Introduction
Phishing emails are constantly more convincing, often including text and images that sound and look authentic. If you receive an unexpected email it's good to know how to check the headers of that message to get more details about where is was sent. Verifying this information can help you confirm if you are reading a legitimate message from a verified sender, or a fake message that is trying to get your information.
Procedure
Viewing the email headers of a message is a great way to verify the authenticity of the sender. However, even getting the header information is different on each client. Some call this area "view headers" but some clients use wording such as "show original" or "view raw message." It would be best to check with your email client or webmail tool to find out how to view the headers of a message.

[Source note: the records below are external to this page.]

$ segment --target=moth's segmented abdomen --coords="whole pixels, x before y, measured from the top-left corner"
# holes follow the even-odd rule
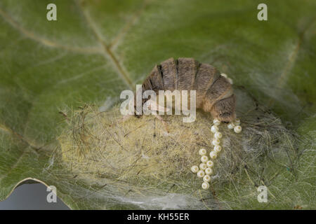
[[[170,58],[156,65],[143,84],[143,91],[196,90],[197,106],[209,111],[214,104],[232,95],[228,80],[213,66],[193,58]]]

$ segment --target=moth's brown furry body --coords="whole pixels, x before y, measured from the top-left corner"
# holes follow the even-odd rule
[[[232,85],[215,67],[193,58],[170,58],[156,65],[142,89],[152,90],[157,94],[159,90],[196,90],[197,108],[211,113],[223,122],[236,118]]]

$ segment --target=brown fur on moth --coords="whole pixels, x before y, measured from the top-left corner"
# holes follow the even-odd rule
[[[229,122],[236,118],[235,95],[228,80],[213,66],[193,58],[170,58],[156,65],[142,85],[143,92],[196,90],[197,108]],[[143,104],[147,99],[143,99]]]

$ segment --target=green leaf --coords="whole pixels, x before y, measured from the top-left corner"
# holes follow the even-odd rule
[[[266,1],[268,21],[257,20],[260,1],[219,0],[59,0],[58,20],[48,21],[51,1],[0,3],[0,200],[31,178],[55,186],[72,209],[133,208],[109,202],[102,186],[87,185],[56,162],[59,111],[84,103],[111,106],[171,57],[216,66],[291,130],[315,139],[315,1]],[[254,197],[241,208],[315,208],[315,142],[301,147],[297,178],[278,177],[290,203],[259,206]],[[244,188],[236,194],[249,192]]]

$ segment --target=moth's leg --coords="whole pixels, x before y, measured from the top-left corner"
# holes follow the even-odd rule
[[[164,119],[159,115],[154,115],[154,116],[162,122],[164,128],[166,129],[166,131],[167,132],[167,133],[169,133],[169,130],[168,129],[168,124],[166,123],[166,122],[164,121]]]

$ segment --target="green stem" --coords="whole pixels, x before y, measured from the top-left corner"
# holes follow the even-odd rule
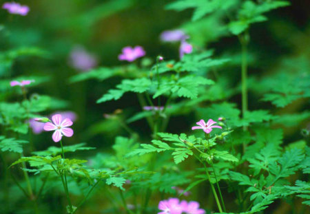
[[[247,44],[249,34],[246,32],[241,37],[242,47],[242,63],[241,63],[241,92],[242,92],[242,117],[247,111]],[[247,130],[247,127],[243,126],[243,130]]]
[[[76,208],[73,211],[72,213],[74,213],[76,210],[83,205],[83,204],[84,204],[84,202],[86,201],[86,200],[87,199],[88,196],[90,195],[90,193],[92,193],[92,191],[94,190],[94,189],[96,187],[96,186],[97,186],[97,184],[99,183],[101,180],[99,180],[98,182],[96,182],[96,184],[94,184],[92,188],[90,189],[90,191],[88,191],[87,194],[86,195],[86,196],[84,197],[84,198],[83,199],[83,200],[80,202],[80,204],[79,204],[79,205],[77,206]]]
[[[23,156],[22,154],[20,155],[21,158],[23,158]],[[21,162],[21,166],[23,167],[23,168],[27,169],[27,167],[24,162]],[[27,189],[28,190],[29,196],[30,197],[30,200],[32,200],[33,199],[33,193],[32,193],[32,189],[31,188],[30,180],[29,180],[28,173],[28,171],[23,170],[23,176],[25,177],[26,183],[27,183]]]
[[[63,159],[63,161],[65,161],[65,152],[63,151],[63,142],[62,142],[61,140],[60,141],[60,143],[61,143],[61,153],[62,153],[62,156],[63,156],[62,158]],[[61,182],[63,182],[63,188],[65,189],[65,195],[67,196],[68,203],[69,204],[70,211],[71,213],[73,213],[73,207],[72,207],[72,204],[71,203],[70,197],[69,196],[69,189],[68,188],[67,176],[65,175],[65,171],[63,171],[63,175],[64,175],[63,177],[65,178],[65,179],[63,179],[62,173],[60,172],[59,174],[60,174],[60,176],[61,178]]]
[[[220,201],[218,200],[218,194],[216,193],[216,191],[214,189],[214,186],[213,186],[213,184],[211,182],[211,178],[210,175],[209,174],[208,170],[207,169],[207,167],[205,166],[205,164],[203,163],[203,167],[205,167],[205,173],[207,174],[207,177],[208,177],[209,182],[210,182],[211,189],[212,189],[213,194],[214,195],[214,198],[216,202],[216,204],[218,205],[218,211],[220,213],[223,213],[222,207],[220,206]]]
[[[197,148],[196,148],[196,149],[198,149]],[[198,150],[199,150],[199,149],[198,149]],[[211,189],[212,190],[213,195],[214,196],[214,198],[215,198],[216,202],[216,205],[218,206],[218,211],[220,211],[220,213],[223,213],[222,206],[220,206],[220,201],[218,200],[218,194],[216,193],[216,190],[214,189],[214,186],[213,186],[213,184],[211,182],[210,175],[209,174],[209,172],[208,172],[208,170],[207,169],[207,167],[205,166],[205,164],[196,154],[194,153],[194,156],[196,157],[196,158],[198,159],[198,160],[199,160],[200,162],[201,162],[203,164],[203,167],[205,167],[205,173],[207,175],[207,177],[208,178],[209,182],[210,183]]]
[[[48,173],[46,176],[44,178],[43,182],[42,185],[41,186],[38,193],[37,194],[37,198],[39,198],[40,197],[41,193],[42,193],[42,191],[43,191],[43,190],[44,189],[44,186],[45,186],[46,182],[48,181],[48,176],[50,176],[50,173]]]
[[[218,191],[220,193],[220,201],[222,202],[223,208],[224,208],[224,212],[226,213],[225,204],[224,203],[224,200],[223,199],[222,191],[220,191],[220,185],[218,185],[218,178],[216,176],[216,173],[215,172],[214,166],[213,165],[212,159],[211,158],[210,150],[209,150],[209,134],[205,133],[205,138],[207,138],[207,140],[208,142],[207,151],[208,151],[208,153],[209,153],[209,156],[210,157],[210,163],[211,163],[210,165],[212,167],[213,173],[214,174],[214,178],[215,178],[216,182],[216,186],[218,188]]]

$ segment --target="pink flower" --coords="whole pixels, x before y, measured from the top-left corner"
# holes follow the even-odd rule
[[[192,127],[192,130],[194,129],[203,129],[203,131],[205,131],[207,133],[209,133],[213,128],[218,128],[218,129],[222,129],[221,127],[218,125],[212,125],[214,124],[216,124],[216,122],[214,121],[212,119],[209,119],[207,123],[205,123],[205,120],[200,120],[199,122],[196,122],[199,127]]]
[[[182,58],[185,54],[190,54],[193,51],[193,45],[187,43],[185,40],[181,41],[180,45],[180,58]]]
[[[8,10],[10,14],[16,14],[21,16],[25,16],[28,13],[30,9],[27,6],[21,6],[15,2],[6,2],[2,6],[2,8]]]
[[[73,135],[72,129],[68,128],[73,124],[70,119],[65,118],[62,120],[61,115],[55,114],[52,117],[52,121],[53,123],[46,122],[43,129],[45,131],[55,131],[52,135],[52,139],[54,142],[59,142],[63,136],[71,137]]]
[[[158,209],[162,211],[158,214],[181,214],[184,210],[183,204],[179,203],[178,198],[169,198],[159,202]]]
[[[188,36],[181,30],[166,30],[161,34],[161,40],[167,42],[179,41],[187,38]]]
[[[87,71],[96,66],[97,63],[96,56],[81,46],[74,47],[70,53],[70,64],[79,70]]]
[[[136,46],[134,47],[127,46],[123,48],[122,53],[118,55],[118,59],[120,61],[127,61],[128,62],[132,62],[138,58],[142,57],[145,55],[145,52],[141,46]]]
[[[145,111],[152,111],[152,110],[154,110],[154,111],[163,111],[164,109],[163,106],[145,106],[143,107],[143,109]]]
[[[34,82],[34,80],[32,81],[21,81],[21,82],[17,81],[10,81],[10,85],[11,85],[12,87],[13,86],[16,86],[16,85],[19,85],[21,87],[23,87],[25,85],[29,85],[31,83]]]
[[[183,206],[183,212],[187,214],[205,214],[205,211],[202,208],[199,208],[199,203],[197,202],[189,202],[188,204]]]

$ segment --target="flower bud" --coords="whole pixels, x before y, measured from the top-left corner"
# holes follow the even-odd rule
[[[224,131],[222,133],[221,136],[226,136],[227,135],[228,135],[231,131]]]
[[[48,118],[37,118],[34,119],[37,122],[50,122],[50,120]]]

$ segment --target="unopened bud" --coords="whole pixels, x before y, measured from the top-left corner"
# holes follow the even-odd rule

Once you are looking at the headers you can find the important details. While every email message will look slightly different, the following are some common values in email headers you will find.
Return-Path:
This value shows the address the message was sent from. While a spoofed message can often make the "From" field of an email, the return path will show you where the mailserver handled the message from
Received: from
This value shows you the hostname of the server that sent the message. For example, if you receive a message asking you to reset your password, but this field doesn't have that company's name, that it a potential indicator the message is not legitimate.
Received-SPF:
This value shows if the sender has a valid SPF record, and if it passed validation. If this passed, the message is much more likely to be authentic.
Authentication-Results:
Similar to the SPF value, this area will show DKIM, DMARC, and SPF validation of the mail message. It may also include the IP address that is verified as the permitted sender of messages.
Using those values together will help to show the legitimacy of an email message. It's important to never click links or provide login details from a link you received in an email unless you are 100% sure it is a legitimate message. If you have any doubts, it's best to access your account directly from a web page instead of using the links in an email message. You can also always contact the company or individual that sent the message to verify the legitimacy as well.